Somewhere along the way, slowly and with my hardly noticing, my career involved less and less writing and more and more marketing. Less creativity, more metrics. I went from blogger to social media editor. That role, while great for many, is not what I signed up for.
I credit my friend Carlo with tipping me toward a revelation. We sat at Southern Pacific Brewery, catching up and visiting for the first time since I moved back to San Francisco from New York. I was telling him that my freelance gig as the social media editor at NBC Bay Area is coming to a close (the five hour round-trip commute is not sustainable, and so my stint is a short three-month one) and that I was on the hunt for something else. I mentioned a social media strategist position for a big bank branch and doing community management for a retailer or how I was even considering social media for a local university when he interrupted me and asked, "What do you want to do?"
Six short words. He put them together to form a question that felt like a slamming of brakes. As soon as the question left his mouth I realized with great force that I hadn't stopped once to ask myself that very thing.
I was going to continue doing what came before. It's what I did, so I was going to do more. But suddenly a simple inquiry stopped everything spinning and sat fat in my lap, glaring up into my face.
I thought about it. For many days I turned that question over in my mouth, in my palms, in my mind, in my gut.
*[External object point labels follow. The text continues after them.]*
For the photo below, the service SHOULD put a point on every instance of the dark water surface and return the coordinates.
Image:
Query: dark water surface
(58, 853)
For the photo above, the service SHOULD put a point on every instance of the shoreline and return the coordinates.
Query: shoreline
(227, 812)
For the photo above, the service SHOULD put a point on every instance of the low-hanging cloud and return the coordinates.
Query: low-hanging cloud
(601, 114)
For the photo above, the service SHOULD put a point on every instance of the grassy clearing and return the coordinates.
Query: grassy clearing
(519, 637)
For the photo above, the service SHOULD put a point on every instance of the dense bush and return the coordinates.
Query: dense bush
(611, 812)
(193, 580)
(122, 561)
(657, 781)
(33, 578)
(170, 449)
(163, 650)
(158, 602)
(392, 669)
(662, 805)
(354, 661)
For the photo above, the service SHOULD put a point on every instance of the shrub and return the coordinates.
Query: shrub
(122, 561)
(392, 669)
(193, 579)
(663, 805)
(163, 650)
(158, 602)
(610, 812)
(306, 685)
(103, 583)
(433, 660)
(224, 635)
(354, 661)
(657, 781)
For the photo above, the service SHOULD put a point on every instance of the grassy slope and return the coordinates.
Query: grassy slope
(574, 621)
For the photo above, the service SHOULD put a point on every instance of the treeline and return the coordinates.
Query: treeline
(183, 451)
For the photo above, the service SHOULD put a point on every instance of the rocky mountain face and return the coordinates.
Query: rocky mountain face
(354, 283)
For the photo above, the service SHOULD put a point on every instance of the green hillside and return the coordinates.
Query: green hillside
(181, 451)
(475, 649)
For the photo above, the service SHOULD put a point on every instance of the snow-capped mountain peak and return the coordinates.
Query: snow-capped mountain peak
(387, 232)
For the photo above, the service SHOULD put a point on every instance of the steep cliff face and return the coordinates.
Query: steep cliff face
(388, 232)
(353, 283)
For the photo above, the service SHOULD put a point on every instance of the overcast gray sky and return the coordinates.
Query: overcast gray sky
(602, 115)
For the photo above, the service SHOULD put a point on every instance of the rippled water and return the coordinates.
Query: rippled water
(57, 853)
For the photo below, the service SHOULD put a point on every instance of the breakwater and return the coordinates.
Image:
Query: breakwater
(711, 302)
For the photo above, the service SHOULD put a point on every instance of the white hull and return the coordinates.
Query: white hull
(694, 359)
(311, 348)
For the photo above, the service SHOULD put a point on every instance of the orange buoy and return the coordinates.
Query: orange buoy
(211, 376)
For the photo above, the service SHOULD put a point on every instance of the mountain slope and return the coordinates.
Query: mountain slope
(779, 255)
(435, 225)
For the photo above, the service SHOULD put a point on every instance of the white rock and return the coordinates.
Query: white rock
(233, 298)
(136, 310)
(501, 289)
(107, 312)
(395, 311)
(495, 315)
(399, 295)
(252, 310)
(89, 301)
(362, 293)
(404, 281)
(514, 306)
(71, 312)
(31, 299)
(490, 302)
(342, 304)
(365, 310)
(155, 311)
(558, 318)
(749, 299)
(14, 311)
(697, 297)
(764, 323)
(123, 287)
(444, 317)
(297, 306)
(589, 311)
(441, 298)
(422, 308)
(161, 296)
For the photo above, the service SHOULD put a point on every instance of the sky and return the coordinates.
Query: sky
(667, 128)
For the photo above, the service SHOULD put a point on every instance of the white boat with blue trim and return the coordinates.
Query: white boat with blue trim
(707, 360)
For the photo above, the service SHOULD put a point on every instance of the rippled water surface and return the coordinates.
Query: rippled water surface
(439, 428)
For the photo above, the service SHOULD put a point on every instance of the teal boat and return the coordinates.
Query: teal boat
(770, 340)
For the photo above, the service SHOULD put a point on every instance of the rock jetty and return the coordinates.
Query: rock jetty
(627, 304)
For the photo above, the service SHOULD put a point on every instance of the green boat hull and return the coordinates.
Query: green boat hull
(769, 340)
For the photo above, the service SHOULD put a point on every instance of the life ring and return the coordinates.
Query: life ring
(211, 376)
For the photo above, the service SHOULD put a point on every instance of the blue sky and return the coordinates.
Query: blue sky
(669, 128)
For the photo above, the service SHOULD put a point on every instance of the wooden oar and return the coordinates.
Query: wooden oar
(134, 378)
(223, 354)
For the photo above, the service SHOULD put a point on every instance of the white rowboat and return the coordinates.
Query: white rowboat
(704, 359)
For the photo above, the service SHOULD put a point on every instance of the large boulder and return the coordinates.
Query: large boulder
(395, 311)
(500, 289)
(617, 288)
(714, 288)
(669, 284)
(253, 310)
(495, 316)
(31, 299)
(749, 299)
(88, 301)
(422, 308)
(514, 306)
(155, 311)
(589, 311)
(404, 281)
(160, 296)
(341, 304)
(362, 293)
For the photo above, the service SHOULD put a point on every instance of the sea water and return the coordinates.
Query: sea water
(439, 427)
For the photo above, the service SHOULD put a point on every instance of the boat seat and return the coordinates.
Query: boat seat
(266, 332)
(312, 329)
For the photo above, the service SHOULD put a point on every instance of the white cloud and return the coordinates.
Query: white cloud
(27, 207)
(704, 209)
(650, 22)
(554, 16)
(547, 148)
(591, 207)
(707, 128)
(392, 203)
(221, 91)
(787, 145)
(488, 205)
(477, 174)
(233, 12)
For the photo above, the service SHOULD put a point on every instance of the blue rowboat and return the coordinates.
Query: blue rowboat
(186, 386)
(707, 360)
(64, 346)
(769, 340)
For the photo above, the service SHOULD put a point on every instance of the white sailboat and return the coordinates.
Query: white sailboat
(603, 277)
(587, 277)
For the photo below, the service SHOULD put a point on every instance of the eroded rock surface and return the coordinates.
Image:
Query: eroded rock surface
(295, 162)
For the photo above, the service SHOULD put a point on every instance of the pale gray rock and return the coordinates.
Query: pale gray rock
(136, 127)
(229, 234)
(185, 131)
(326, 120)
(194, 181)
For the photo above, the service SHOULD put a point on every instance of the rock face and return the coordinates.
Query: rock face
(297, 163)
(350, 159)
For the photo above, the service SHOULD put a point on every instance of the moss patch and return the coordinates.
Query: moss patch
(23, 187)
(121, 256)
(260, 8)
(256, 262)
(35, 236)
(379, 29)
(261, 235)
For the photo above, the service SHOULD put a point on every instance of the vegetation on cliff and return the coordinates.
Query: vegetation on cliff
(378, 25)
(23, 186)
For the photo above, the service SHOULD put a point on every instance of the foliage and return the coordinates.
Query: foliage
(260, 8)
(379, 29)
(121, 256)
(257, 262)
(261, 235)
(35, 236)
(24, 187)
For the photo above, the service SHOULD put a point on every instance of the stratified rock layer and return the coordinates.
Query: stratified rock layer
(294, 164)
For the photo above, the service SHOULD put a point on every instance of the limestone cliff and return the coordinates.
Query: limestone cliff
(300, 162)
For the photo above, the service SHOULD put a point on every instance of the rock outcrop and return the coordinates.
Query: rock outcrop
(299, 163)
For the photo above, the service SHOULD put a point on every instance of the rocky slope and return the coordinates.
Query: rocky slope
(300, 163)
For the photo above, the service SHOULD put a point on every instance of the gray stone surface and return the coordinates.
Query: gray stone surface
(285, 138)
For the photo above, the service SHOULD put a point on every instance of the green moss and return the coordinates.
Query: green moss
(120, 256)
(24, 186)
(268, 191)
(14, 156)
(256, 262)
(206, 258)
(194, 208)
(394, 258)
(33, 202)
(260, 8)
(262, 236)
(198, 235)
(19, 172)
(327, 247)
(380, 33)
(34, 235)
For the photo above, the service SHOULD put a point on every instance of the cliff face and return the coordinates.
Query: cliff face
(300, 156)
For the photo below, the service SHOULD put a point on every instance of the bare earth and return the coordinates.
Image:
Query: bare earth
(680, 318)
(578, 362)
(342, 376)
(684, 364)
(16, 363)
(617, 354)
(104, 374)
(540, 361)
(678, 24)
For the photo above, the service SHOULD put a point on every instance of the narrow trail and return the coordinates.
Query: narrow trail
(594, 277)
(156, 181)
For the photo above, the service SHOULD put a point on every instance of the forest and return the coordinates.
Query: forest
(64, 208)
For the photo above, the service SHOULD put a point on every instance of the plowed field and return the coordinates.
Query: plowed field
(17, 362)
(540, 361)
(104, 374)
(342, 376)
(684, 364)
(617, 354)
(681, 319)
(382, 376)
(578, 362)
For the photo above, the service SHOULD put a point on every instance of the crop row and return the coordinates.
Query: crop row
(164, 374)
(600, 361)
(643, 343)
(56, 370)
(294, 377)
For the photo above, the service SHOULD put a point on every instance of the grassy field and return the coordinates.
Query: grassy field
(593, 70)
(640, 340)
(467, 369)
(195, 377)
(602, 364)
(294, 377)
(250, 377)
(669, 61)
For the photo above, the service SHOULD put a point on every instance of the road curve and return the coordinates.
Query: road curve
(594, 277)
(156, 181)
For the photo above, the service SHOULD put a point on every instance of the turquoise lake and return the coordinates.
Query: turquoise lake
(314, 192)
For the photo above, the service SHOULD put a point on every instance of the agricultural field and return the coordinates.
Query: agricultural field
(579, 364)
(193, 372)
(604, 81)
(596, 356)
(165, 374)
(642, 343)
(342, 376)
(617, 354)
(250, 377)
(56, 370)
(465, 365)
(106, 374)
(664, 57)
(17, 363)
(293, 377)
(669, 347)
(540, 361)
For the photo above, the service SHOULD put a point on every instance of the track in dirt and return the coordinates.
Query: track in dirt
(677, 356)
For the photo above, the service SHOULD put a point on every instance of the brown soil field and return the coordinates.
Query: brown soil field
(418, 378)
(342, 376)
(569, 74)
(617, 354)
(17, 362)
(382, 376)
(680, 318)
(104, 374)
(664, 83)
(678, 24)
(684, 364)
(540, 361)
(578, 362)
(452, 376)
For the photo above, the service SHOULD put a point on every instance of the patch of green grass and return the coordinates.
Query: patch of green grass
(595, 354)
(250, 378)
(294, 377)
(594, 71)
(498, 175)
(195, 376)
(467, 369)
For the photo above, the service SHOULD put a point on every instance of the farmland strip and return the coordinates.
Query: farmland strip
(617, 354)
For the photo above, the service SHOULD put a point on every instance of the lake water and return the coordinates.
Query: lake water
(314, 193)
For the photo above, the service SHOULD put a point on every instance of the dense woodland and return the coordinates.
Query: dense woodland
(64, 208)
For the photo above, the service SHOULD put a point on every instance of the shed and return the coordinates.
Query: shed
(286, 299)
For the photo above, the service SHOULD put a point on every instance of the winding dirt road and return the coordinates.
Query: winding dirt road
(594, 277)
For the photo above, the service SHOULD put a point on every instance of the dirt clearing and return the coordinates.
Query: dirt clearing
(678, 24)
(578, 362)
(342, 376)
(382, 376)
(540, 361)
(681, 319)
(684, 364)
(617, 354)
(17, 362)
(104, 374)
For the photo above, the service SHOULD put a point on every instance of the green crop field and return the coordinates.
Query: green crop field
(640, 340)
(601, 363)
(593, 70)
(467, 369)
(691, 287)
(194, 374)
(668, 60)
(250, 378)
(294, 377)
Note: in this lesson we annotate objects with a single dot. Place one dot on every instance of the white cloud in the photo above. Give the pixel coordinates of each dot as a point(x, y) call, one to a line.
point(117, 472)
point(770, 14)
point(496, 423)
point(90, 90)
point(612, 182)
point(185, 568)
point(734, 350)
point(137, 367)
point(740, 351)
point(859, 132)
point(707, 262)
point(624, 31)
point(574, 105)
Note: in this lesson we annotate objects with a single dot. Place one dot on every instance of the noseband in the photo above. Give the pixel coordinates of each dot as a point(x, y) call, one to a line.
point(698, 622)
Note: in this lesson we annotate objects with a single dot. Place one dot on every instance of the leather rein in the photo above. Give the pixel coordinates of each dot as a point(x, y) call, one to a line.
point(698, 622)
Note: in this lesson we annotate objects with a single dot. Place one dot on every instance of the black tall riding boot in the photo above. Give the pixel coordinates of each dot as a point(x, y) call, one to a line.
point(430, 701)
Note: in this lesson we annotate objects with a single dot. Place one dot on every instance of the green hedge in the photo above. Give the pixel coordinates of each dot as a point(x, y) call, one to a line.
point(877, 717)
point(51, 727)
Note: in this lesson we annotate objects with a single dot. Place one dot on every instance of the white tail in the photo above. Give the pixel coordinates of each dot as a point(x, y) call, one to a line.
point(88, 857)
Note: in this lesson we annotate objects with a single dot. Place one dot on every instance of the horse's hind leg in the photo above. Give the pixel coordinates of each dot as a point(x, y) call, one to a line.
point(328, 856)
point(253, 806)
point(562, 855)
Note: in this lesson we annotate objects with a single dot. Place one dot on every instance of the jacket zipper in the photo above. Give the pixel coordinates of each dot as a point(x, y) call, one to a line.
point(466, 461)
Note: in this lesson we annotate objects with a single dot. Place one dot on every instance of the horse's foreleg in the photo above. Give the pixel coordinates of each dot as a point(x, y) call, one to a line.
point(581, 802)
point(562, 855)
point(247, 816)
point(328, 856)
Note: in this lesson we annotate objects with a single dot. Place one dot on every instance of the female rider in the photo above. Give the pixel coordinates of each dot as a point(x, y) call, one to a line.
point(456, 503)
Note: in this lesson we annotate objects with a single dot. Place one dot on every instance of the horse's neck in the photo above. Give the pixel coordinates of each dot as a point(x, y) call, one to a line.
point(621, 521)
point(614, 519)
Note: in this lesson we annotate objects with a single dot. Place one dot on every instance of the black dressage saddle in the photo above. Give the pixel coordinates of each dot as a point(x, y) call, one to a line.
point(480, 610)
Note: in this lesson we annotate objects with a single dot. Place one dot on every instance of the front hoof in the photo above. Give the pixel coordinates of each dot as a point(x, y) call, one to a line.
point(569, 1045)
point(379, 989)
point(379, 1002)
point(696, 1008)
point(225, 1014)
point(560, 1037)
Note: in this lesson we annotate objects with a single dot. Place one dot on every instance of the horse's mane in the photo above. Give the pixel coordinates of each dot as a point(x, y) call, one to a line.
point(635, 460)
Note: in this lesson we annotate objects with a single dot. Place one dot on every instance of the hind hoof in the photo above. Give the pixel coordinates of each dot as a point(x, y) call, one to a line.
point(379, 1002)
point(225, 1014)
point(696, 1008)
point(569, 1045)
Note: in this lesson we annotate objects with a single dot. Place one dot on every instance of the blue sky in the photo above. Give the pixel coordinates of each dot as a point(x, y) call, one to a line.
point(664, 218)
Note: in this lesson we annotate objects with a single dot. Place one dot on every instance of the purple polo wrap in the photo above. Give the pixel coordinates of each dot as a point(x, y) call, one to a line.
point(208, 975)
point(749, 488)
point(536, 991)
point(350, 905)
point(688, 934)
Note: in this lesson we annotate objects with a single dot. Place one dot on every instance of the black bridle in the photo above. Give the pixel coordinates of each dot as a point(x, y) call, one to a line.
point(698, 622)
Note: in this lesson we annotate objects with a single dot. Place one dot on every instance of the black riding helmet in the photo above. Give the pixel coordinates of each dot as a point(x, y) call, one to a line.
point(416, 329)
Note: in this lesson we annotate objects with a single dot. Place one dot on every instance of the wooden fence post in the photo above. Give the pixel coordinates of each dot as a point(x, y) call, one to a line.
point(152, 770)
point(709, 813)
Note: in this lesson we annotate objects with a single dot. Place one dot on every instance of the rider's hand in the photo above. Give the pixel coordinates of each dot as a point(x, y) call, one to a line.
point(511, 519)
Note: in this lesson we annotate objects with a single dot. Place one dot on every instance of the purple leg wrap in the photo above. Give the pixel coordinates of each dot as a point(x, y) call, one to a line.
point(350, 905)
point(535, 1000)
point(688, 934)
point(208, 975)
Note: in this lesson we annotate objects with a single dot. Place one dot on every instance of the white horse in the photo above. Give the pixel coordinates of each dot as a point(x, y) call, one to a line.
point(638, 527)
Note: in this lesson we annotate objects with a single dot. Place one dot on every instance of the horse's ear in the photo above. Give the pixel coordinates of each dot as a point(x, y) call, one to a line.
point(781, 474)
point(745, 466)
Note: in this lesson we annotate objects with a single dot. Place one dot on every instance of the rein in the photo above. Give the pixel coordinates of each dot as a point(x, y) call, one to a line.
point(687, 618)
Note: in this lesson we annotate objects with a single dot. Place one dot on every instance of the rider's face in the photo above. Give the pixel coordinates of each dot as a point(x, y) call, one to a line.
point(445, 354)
Each rotation yielded that same result: I want to write.
It is important to note that I didn't say I want to be a writer. Luckily, I know the vast difference in wanting to write and wanting to be a writer. I'll take both, no doubt, but I want to write regardless of whether I sell a single book. I want to write even though no one may ever call me an author. I want to write and have wanted that since I was old enough to read.
I wrote my first play in third grade. In an after-school daycare program, I sat with pencils and wide-ruled notebook paper and re-wrote Cinderella. A brilliant parody, I'm sure. I cast myself as Cinderella, obviously, because even at eight years old I knew a prime role when I saw one, and cast anyone out of diapers who was willing to play the remaining characters. To their credit, the daycare workers gathered all the children into the main room to watch as my re-telling of Cinderella became a real happening thing, albeit with some major hiccups. I got my first taste of creating whole universes that can come to life more than a quarter of a century ago. And I'm not done yet.
I am 34 years old, and my only responsibilities are a few bills and two cats. I'm not married. I have no children. As a result, I have the luxury of taking career risks that others might not. Plus, some of us have to go for broke--why not me?
So, I've decided to go back to basics. I'm returning from whence I came. I've taken a job waiting tables, and when I'm not doing that I'm going to write. I'm going to pitch article ideas to magazines. I'm going to fill my paper journals full. I'm going to flesh out the outline on that book. I'm going to slowly, with a lot of patience and plenty of hard work, try to establish myself as a writer.
It's crazy. It's walking away from a career path with benefits and vacations days and good pay. It's chancing being forever in debt. It sounds wild and romantic and unrealistic, but it sounds like the only thing I want to do.
I'm out of practice in writing. I know my writing has a million miles to go and will never get to any sort of grand ending. But unless I do it, it won't improve. So, I'm going to do it. Full on. All the way. Double or nothing. No guts, no glory. Or similar.
I have no expectations. I do, however, have a loose, long-term plan. Mostly I just want to do what the heart wants and see how that ends up. I'm alive, with flesh and teeth and skin and hair and a passion, and I feel strongly that this singular life is for riding. It's ours to grab on to and hold on to and take for many spins. It's ours not to control, but to attempt to harness in a fashion that makes the trip we never signed up for as exhilarating as possible. It is what we make it, and so I'm going to wring it dry and stretch it over my bones and see how it can fit in new ways.
This is me writing about writing. This is an announcement of a game change. This is the a spark of a start.